Mon maître a appris aussi que M. Le Franc de Pompignan (quoiqu’il soit noyé) se comparait à Moïse, et que monsieur son frère l’évêque était Aaron ; il leur en fait ses compliments (4).

 

          Il a entendu parler aussi d’une pastorale de monsieur l’évêque, adressée aux habitants du Puy-en-Velay, par Monseigneur : Cortiat (5), secrétaire. On lui a mandé que dans cette pastorale il est question d’Aristophane, de Diagoras, du Dictionnaire encyclopédique, de Fontenelle, de La Motte, de Perrault, de Terrasson, de Boindin, du chancelier Bacon, de Descartes, de Malebranche, de Locke, de Newton, de Leibnitz, de Montesquieu, etc.

 

          Nous félicitons messieurs du Puy-en-Velay d’avoir lu les ouvrages de tous ces messieurs : tel pasteur, telles brebis. Mais mon maître n’entre dans aucune de ces querelles scientifiques ; il cultive la terre avec bien de la peine, et laisse les grands hommes éclairer leur siècle.

 

          Vous lui mandez que monsieur l’évêque d’Alais veut vous prendre pour secrétaire, en cas que vous ayez une attestation en bonne forme, que vous n’ayez point trahi les secrets de M. Le Franc de Pompignan : il vous envoie cette attestation, et il se flatte que quand vous serez à M. d’Alais vous ne ressemblerez pas à M. Cortiat, secrétaire.

 

 

P.S. – Je vous demande pardon, monsieur ; j’oubliais, dans les ouvrages de M. Le Franc de Pompignan, la Prière du déiste, qu’il a traduite de l’anglais (5).

 

 

1 – Voyez, sur le Franc de Pompignan, aux POÉSIES et au FACÉTIES.

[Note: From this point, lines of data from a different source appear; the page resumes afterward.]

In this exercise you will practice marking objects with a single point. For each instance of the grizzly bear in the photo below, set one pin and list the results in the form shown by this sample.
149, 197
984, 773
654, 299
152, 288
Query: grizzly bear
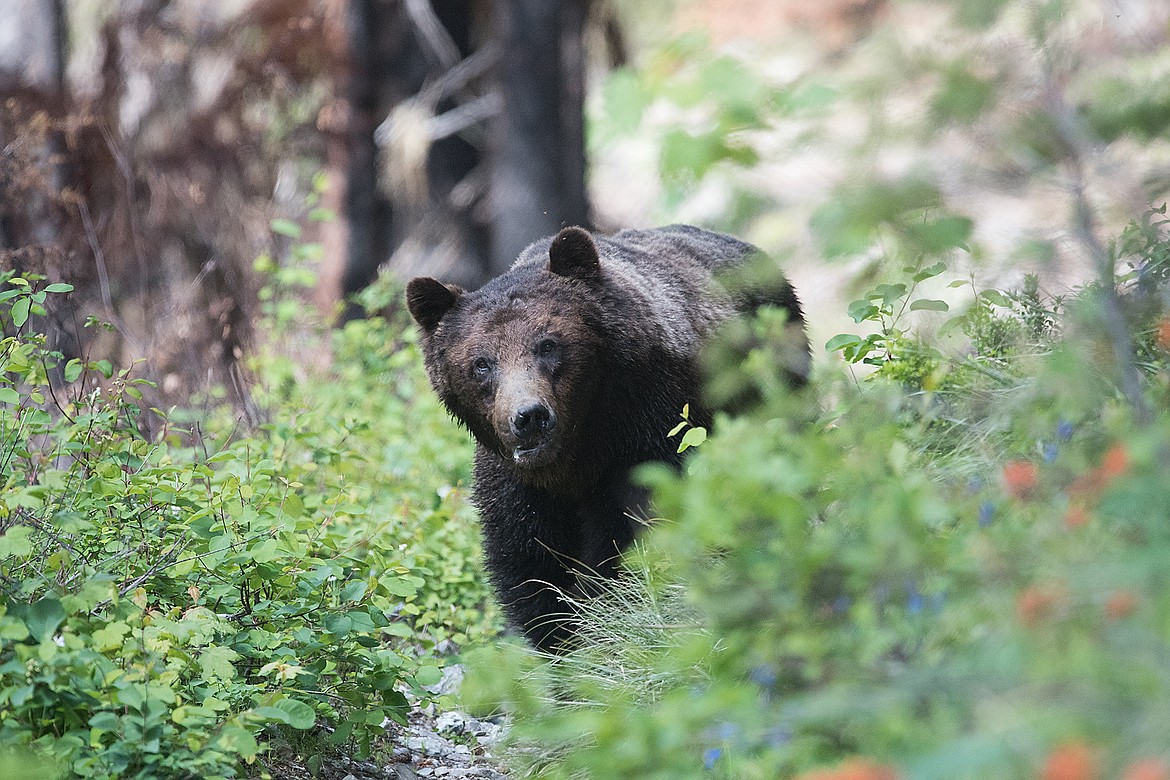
570, 370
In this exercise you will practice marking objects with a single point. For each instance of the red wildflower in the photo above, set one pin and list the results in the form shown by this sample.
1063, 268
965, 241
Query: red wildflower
1034, 604
1121, 604
854, 768
1115, 462
1069, 761
1163, 337
1020, 478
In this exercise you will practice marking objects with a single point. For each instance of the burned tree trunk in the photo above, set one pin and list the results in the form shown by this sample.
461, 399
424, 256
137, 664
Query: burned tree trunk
463, 138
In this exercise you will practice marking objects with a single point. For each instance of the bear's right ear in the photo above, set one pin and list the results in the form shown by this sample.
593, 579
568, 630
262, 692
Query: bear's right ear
428, 299
572, 253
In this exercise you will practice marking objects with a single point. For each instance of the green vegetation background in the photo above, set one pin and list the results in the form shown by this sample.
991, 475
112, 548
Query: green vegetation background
954, 567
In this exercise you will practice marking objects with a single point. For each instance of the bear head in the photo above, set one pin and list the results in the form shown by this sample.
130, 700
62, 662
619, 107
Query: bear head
520, 360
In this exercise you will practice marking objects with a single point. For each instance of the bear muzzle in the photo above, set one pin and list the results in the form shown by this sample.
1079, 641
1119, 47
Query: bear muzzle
530, 427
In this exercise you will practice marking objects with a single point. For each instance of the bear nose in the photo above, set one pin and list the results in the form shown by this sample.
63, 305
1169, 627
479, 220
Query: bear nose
530, 420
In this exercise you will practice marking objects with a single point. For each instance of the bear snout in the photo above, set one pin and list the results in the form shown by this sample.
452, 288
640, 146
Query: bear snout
531, 420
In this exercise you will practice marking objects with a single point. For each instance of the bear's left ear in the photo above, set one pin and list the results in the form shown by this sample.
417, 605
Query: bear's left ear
572, 253
428, 299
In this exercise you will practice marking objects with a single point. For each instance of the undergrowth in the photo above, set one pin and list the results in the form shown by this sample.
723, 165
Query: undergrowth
197, 601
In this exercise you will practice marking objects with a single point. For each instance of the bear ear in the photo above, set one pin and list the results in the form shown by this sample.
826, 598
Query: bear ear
428, 299
572, 253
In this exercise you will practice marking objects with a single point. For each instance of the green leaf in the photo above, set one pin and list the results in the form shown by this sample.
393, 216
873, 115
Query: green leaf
997, 298
15, 542
624, 99
693, 437
841, 340
929, 304
297, 713
931, 271
862, 310
239, 740
215, 662
43, 618
20, 311
428, 675
888, 292
73, 370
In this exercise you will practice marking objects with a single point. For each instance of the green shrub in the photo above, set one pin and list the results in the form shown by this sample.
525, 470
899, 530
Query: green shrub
174, 605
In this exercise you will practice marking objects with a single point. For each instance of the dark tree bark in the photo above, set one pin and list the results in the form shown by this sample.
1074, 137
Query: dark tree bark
494, 92
538, 150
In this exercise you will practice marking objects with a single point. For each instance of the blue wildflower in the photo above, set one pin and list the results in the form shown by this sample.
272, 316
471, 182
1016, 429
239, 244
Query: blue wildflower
986, 511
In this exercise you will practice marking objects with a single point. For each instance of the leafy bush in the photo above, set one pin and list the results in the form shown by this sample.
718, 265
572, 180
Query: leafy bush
864, 595
951, 568
176, 605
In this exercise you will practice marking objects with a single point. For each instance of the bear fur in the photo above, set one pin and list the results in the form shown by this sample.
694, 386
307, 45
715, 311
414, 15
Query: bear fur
570, 370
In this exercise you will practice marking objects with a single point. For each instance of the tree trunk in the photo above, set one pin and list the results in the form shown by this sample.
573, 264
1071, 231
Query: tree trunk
538, 150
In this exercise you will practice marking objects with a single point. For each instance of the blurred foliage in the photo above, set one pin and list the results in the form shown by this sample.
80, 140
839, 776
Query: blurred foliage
955, 566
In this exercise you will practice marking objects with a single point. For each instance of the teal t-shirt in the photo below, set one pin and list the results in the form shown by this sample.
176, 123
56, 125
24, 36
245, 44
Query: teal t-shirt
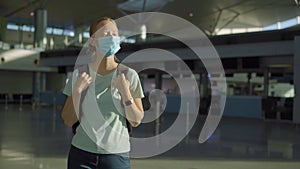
103, 126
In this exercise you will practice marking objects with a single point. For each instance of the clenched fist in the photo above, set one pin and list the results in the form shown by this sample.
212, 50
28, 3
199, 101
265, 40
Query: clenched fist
82, 82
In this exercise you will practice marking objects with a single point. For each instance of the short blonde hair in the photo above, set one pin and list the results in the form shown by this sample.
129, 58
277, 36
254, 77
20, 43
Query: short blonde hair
95, 24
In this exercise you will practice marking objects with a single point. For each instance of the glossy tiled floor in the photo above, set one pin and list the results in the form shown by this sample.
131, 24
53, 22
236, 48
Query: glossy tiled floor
36, 139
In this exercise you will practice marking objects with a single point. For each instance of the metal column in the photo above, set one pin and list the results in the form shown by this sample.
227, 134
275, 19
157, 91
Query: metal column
40, 39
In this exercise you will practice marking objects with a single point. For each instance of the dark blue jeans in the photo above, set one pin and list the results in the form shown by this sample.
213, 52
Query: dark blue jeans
79, 159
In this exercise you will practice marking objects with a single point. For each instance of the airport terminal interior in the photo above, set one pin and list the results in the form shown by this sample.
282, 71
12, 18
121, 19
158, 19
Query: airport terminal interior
244, 114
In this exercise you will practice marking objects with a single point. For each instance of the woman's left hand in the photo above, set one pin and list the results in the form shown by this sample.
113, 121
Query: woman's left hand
122, 84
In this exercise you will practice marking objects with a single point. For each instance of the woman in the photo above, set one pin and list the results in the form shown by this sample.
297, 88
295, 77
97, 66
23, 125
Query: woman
108, 147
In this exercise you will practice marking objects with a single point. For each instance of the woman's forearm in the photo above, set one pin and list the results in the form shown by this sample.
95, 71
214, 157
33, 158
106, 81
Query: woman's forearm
134, 112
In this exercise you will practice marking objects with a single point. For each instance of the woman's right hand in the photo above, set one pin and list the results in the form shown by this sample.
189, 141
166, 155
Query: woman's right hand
83, 82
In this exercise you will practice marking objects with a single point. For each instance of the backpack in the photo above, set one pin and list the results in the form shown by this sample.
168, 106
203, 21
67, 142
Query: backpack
84, 68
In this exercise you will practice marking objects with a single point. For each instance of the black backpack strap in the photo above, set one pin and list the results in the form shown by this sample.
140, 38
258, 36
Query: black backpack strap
81, 69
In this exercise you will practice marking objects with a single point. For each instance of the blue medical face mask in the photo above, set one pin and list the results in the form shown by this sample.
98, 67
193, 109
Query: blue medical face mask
109, 45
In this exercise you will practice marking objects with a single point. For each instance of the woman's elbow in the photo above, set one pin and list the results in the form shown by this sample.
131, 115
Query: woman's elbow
65, 119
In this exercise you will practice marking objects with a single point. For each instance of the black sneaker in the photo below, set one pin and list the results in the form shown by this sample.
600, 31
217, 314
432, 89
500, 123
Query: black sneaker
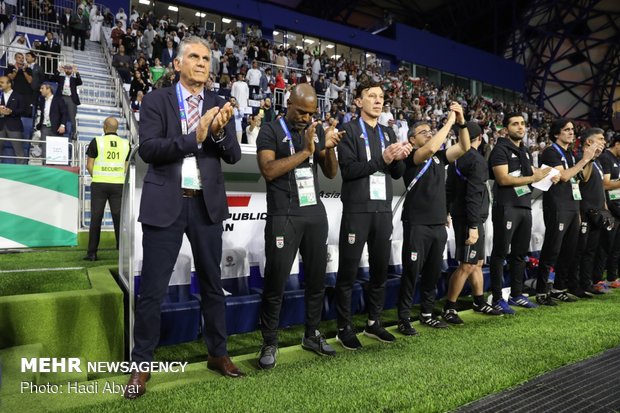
432, 322
562, 296
377, 331
347, 337
405, 328
545, 299
580, 293
267, 357
451, 316
317, 344
486, 309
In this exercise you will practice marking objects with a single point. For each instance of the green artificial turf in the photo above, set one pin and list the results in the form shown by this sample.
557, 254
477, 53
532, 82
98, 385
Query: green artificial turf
32, 282
437, 371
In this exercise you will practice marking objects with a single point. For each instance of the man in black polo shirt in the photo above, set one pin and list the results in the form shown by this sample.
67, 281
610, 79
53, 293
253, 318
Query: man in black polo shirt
609, 250
368, 155
468, 200
424, 216
288, 152
511, 168
595, 218
560, 213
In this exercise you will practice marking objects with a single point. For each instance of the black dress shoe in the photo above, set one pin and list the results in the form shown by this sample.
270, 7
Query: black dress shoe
224, 365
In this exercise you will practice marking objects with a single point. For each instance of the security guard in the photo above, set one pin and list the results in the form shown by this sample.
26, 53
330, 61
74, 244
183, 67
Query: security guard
107, 163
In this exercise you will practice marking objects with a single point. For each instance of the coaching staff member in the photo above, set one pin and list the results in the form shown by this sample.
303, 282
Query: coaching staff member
468, 196
288, 152
560, 213
368, 156
184, 135
511, 168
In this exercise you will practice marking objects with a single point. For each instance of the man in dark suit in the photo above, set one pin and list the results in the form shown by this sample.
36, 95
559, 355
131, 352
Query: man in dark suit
184, 135
51, 115
67, 89
65, 25
12, 105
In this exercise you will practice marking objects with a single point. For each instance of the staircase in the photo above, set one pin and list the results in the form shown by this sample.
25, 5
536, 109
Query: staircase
99, 99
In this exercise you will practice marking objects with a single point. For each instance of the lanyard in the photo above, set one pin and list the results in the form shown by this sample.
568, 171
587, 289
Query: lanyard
410, 186
290, 141
600, 171
366, 139
557, 148
182, 113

2 – C’est dans une lettre imprimée qu’il parle de sa bibliothèque.

3 – « 6°/ Une jolie femme très riche, très dévote, très aimable, qui pleure le soir et le matin d’avoir perdu ses chers amis, ses chers affidés ignaciens ; qui a donné un fils au seigneur de Pompignan, son digne époux, et qui se repent d’avoir cru épouser un Apollon, etc., etc. » Variante de 1766. (G.A.)

4 – C’est Dupré Saint-Maur qui, à la réception de Le Franc à l’Académie, avait fait cette belle comparaison. (G.A.)